June 25, 2008 at 10:19 pm (Reviews) (, , )

Blooddrunk

It is nearly impossible to write a review of a recent Children of Bodom release without mentioning the band’s past. Beginning as a melodic death metal band on their impressively well-developed Inearthed demos, the Finns soon released what most feel are their best works. The group’s first two albums feature a fairly heavy-handed classical metal style. Think Malmsteen mixed orchestra hits and black metal screeches. Follow the Reaper showed the beginning of CoB’s progression towards more accessible, less classical, metal. Hatecrew Deathroll was received with mixed reviews. It was at this point the band, after losing guitarist Alexander Kuoppala, really began to grow in fame and change direction.

Trashed, Lost and Strungout sounded far more rhythmic. The production was very industrial and harsh. Gone were the organic production and dynamic guitar leads of Something Wild, replaced with condensed and chunky riffs with the occasional lead over top. Are You Dead Yet? was the band’s last chance at redemption. Most long time fans were disappointed, though hardly surprised. Alexi and co. had stuck with the money-in-the-pocket industrial aggressive metal, featuring more strained singing, more obscenity, and far more rhythmic chord and low-end riffs carrying the melodies, rather than the memorable leads of early CoB.

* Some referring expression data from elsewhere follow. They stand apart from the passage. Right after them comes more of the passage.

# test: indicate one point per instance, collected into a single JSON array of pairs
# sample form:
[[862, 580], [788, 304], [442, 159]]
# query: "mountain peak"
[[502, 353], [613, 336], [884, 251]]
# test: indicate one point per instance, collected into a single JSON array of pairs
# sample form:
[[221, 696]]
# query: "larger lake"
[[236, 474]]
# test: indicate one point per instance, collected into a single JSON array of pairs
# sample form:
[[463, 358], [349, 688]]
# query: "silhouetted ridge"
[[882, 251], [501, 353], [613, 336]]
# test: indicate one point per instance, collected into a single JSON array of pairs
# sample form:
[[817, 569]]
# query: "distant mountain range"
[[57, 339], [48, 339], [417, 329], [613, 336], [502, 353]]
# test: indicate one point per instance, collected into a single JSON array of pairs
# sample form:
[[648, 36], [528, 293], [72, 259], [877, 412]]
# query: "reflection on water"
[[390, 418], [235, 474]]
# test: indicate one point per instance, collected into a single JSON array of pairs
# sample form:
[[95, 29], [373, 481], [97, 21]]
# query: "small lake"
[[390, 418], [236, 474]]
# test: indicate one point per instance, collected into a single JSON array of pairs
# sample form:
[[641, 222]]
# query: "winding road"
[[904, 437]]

This brings us to Bloodrunk. While many are screaming “sell outs!” at this album, you have to admit the progression certainly has been slow and deliberate. It’s impossible to know if CoB are really trying to cash in, or if this is what their creative process honestly results in. But what we’re left with is the most unsatisfying CoB release yet. The production is almost impossible to distinguish from Trashed,… or AYDY?. There are even less leads carrying the melodies. “Hellhounds on my Trail” has a melody that contains a particularly unpleasant batch of notes which sound out of key and make the song nearly unlistenable to my ears. “Tie my Rope” was previously released in a compilation, but it’s the album’s strongest. It has some interesting leads and song structuring. “Done with Everything, Die for Nothing” has a great chorus with octave chords and a tense synth background.. The rest of the songs,however, are interchangeable. Screechy screams, sometimes hoarse singing, juvenile lyrics, and tons of filler riffs. The drumming is competent, but unimpressive. Alexi’s once fluid, lyrical, and overall memorable guitar solos have become inconsistent, predictable and boring.

Live Bodom is just about the only Bodom worth paying for at this point. Blooddrunk isn’t even really good compared to the other “sell-out” CoB releases. Use your money to support a band that needs it, as Children of Bodom will glean plenty of money from young poseurs without a clue.